Quantum Reservoir Computing for Statistical Classification in a Superconducting Quantum Circuit
J. J. Prieto-Garcia, A. G. del Pozo-Martín, M. Pino
TL;DR
This paper investigates Quantum Reservoir Computing (QRC) implemented in a Bose-Hubbard-type superconducting circuit to perform statistical inference on distributions and time-series data. It uses a two-capacitively coupled superconducting island reservoir driven by gate voltage and a linear readout trained with the Moore–Penrose pseudoinverse, evaluating on distribution discrimination between $f_{\mathcal{N}}$ and $f_{\mathcal{L}}$, tail-parameter inference for a Student-$t$ distribution with parameters $(\mu=0,\sigma=1)$, and volatility-band classification for $\text{GARCH}(1,1)$ sequences. The results show QRC can match or exceed classical baselines in the limited-data regime, notably for heavy-tailed and persistent-volatility tasks, with performance improving when increasing Hilbert-space size and reservoir nonlinearity. The work demonstrates a concrete, analog quantum hardware platform for QRC on real-world problems and outlines concrete hardware routes to scale the reservoir for enhanced quantum learning.
Abstract
We analyze numerically the performance of Quantum Reservoir Computing (QRC) for statistical and financial problems.
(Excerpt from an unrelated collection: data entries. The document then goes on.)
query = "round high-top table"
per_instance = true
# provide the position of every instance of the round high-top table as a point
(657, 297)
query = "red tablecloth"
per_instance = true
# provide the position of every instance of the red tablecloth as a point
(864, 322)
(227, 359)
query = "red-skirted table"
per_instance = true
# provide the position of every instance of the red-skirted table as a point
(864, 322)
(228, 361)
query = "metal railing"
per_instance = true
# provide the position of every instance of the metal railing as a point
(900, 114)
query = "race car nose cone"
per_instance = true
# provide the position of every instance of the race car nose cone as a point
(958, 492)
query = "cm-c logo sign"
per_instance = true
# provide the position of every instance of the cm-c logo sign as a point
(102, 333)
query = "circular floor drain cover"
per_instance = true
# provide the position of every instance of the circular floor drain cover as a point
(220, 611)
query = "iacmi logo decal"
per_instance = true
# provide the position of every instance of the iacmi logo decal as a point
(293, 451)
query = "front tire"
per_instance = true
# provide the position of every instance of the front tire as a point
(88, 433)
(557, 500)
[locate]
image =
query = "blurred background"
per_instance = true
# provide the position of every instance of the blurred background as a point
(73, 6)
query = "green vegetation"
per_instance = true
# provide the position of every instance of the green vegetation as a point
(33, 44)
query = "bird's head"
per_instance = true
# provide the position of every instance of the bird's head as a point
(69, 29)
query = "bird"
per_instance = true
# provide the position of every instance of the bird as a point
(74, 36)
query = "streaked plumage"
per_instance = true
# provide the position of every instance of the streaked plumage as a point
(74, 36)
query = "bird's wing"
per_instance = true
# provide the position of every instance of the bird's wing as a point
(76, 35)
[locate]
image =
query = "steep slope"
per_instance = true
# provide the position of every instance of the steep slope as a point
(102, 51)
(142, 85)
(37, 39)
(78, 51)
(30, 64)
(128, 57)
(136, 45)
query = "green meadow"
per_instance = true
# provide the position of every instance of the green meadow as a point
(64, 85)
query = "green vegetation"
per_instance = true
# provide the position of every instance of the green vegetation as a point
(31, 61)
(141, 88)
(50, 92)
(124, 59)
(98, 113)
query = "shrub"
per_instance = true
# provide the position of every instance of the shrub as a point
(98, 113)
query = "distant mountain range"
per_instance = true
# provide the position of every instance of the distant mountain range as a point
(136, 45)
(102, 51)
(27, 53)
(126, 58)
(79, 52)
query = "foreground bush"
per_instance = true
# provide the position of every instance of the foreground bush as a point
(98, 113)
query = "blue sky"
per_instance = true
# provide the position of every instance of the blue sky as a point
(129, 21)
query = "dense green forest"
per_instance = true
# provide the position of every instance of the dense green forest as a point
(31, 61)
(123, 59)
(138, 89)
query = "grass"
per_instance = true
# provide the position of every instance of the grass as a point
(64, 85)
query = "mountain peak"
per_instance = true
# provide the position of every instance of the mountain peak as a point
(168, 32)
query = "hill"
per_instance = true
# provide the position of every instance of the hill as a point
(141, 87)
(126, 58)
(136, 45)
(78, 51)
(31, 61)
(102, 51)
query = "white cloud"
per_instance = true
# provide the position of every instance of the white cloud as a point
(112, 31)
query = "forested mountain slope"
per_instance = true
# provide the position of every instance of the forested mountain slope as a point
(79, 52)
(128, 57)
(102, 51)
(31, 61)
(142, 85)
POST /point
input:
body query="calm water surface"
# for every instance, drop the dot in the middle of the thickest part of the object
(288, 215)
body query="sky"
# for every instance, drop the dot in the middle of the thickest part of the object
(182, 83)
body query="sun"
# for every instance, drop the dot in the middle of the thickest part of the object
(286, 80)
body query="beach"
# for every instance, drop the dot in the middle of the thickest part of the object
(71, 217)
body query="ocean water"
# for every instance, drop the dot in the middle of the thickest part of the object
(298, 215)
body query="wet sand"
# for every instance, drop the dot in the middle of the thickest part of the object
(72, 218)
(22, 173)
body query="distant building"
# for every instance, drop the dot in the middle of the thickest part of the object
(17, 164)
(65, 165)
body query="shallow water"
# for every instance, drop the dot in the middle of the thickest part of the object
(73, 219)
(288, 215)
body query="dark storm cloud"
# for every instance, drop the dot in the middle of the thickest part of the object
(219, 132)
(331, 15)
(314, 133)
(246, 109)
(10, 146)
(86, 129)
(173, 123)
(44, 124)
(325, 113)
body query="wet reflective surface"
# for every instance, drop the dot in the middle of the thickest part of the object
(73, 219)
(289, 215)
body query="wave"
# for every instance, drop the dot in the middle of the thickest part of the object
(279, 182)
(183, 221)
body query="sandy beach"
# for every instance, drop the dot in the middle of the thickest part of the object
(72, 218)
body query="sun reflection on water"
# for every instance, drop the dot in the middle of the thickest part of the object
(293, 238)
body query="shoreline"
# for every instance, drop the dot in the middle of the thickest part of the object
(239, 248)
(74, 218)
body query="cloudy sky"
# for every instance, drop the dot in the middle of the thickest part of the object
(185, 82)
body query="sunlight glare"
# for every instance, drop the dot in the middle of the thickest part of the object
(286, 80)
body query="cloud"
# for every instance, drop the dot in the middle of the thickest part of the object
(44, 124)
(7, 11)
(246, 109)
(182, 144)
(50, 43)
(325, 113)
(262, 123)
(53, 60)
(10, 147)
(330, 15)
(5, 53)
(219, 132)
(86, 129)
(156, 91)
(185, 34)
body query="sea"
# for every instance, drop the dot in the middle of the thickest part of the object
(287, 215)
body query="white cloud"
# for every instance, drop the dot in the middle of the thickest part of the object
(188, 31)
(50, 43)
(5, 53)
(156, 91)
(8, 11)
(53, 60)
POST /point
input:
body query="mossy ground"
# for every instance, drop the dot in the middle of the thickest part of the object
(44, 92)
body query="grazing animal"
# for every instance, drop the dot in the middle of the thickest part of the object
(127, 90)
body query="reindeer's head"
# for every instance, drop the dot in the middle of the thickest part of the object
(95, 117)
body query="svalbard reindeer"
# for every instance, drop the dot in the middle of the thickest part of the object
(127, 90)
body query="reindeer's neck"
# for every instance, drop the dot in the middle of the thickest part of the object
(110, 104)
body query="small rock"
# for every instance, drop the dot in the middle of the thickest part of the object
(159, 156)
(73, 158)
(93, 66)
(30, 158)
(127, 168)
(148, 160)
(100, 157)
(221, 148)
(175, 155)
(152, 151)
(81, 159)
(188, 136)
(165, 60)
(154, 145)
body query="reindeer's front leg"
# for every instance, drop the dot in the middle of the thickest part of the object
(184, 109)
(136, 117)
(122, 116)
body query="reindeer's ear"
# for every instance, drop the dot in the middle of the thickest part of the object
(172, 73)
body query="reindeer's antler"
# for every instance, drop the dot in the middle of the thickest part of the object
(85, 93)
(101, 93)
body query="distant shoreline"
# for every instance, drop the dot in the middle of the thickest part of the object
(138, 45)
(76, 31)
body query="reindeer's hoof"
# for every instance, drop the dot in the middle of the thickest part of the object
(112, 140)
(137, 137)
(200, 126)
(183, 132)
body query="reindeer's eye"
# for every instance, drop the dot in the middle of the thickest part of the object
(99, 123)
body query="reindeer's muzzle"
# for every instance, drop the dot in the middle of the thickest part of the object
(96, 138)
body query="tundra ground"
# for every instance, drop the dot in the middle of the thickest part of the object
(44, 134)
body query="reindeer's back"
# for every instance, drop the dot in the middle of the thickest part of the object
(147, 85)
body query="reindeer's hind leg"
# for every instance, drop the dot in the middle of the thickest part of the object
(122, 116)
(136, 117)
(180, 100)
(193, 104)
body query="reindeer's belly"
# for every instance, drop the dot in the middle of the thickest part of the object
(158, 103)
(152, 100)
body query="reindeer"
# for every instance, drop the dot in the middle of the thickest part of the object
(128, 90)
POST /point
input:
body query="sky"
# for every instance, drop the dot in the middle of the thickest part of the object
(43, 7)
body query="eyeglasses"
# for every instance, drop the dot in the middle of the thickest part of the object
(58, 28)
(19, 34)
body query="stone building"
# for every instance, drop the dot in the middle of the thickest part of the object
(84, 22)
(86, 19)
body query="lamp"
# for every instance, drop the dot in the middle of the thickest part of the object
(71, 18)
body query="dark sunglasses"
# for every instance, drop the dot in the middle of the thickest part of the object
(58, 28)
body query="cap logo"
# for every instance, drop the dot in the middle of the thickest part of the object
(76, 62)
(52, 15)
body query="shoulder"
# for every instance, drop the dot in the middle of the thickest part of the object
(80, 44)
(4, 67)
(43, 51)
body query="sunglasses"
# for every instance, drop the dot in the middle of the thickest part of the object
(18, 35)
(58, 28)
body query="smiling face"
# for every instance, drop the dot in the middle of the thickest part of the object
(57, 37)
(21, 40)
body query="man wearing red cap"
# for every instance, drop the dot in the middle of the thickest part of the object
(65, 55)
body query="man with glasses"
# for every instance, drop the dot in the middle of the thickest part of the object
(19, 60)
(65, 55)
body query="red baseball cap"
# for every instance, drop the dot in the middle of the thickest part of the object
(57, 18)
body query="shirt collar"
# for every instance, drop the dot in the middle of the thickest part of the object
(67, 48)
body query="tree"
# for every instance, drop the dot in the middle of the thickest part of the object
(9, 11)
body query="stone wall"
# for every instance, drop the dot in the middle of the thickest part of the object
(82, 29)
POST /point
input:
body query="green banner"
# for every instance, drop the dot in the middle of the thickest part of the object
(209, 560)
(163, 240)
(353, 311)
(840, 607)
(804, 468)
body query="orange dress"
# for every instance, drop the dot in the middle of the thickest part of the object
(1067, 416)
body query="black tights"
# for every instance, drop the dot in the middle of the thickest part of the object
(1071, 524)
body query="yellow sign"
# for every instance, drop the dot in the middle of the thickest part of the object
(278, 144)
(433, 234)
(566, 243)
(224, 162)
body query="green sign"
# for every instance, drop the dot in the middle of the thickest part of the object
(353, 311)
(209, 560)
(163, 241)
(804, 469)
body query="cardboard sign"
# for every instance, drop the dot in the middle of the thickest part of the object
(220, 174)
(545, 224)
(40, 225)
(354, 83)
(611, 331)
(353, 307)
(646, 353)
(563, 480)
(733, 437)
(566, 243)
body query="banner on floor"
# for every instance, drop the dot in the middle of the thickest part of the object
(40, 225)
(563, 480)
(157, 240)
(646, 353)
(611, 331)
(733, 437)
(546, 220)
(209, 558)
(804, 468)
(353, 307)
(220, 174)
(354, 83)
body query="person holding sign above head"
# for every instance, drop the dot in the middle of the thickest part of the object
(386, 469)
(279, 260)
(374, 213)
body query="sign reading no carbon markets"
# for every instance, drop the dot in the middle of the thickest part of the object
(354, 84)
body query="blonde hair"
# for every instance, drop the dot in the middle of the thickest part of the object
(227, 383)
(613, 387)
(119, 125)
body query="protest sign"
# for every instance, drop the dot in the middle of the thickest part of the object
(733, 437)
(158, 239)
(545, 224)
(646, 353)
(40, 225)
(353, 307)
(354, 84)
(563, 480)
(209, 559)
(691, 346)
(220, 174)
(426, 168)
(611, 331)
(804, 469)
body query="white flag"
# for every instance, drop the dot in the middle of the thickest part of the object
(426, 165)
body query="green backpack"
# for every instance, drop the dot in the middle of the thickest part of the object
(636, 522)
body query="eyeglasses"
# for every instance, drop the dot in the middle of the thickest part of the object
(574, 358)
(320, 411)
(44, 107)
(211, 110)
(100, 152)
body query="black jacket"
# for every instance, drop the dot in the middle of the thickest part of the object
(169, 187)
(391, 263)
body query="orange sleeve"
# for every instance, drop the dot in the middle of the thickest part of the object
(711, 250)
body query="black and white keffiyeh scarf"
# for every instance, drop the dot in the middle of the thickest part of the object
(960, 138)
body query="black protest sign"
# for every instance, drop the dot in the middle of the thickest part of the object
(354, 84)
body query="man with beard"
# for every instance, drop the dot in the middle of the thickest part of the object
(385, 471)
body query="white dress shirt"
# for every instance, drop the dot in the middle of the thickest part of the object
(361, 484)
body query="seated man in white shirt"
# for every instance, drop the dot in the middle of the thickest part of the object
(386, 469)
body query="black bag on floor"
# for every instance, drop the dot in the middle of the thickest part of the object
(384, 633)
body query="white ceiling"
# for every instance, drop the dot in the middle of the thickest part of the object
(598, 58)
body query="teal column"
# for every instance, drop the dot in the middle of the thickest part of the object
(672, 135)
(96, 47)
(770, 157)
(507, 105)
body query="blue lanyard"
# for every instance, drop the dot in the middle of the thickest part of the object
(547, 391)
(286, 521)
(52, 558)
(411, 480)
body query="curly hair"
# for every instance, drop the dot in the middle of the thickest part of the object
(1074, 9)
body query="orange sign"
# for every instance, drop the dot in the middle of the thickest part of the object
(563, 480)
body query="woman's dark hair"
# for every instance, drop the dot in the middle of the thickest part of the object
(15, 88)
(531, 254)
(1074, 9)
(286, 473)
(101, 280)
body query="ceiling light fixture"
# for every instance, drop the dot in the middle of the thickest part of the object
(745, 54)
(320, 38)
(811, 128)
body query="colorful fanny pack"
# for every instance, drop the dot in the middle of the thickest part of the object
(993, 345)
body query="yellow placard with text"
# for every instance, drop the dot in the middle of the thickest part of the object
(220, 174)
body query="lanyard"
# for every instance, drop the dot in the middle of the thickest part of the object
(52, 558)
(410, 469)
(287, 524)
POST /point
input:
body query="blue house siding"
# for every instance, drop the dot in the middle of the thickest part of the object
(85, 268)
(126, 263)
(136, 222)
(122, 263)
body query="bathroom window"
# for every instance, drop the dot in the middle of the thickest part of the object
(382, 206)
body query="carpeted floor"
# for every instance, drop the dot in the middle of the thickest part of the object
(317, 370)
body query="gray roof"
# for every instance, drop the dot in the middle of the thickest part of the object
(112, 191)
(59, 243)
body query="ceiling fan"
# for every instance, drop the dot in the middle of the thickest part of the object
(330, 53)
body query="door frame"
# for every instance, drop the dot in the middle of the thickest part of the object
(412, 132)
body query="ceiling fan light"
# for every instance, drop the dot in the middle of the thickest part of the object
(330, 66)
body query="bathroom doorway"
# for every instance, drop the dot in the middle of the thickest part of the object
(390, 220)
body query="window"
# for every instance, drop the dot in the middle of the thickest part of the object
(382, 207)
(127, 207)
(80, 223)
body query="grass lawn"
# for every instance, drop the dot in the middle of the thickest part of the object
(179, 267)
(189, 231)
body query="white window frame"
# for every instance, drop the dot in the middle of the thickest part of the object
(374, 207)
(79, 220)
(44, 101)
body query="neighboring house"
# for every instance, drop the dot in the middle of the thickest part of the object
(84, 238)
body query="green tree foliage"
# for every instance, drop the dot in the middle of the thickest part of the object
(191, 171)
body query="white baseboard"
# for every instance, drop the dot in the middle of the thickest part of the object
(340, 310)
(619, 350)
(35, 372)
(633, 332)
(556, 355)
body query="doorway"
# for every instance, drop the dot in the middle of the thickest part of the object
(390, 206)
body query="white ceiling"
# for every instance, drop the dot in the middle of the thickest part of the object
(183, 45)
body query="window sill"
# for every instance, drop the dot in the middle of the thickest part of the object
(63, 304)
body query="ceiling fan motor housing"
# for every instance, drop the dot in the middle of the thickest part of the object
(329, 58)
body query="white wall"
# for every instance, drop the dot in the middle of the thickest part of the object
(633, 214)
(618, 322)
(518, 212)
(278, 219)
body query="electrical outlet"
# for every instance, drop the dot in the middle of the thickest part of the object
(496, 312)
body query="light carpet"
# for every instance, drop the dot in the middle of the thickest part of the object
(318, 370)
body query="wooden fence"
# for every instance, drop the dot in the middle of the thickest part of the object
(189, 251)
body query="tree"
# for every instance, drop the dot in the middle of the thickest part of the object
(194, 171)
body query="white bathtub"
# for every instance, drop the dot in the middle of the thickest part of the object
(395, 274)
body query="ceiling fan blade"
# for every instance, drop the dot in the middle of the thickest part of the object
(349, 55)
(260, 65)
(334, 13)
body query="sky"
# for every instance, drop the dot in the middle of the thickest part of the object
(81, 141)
We use a reservoir composed of two superconducting islands coupled via their charge degrees of freedom. The key non-linear elements that provide the reservoir with rich and complex dynamics are the Josephson junctions that connect each island to the ground. We show that QRC implemented in this circuit can accurately classify complex probability distributions, including those with heavy tails, and identify regimes in correlated time series, such as periods of high volatility generated by standard econometric models. We find QRC to outperform some of the best classical methods when the amount of information is limited. This demonstrates its potential to be a noise-resilient quantum learning approach capable of tackling real-world problems within currently available superconducting platforms. We further discuss how to improve our QRC algorithm in real superconducting hardware to benefit from a much larger Hilbert space.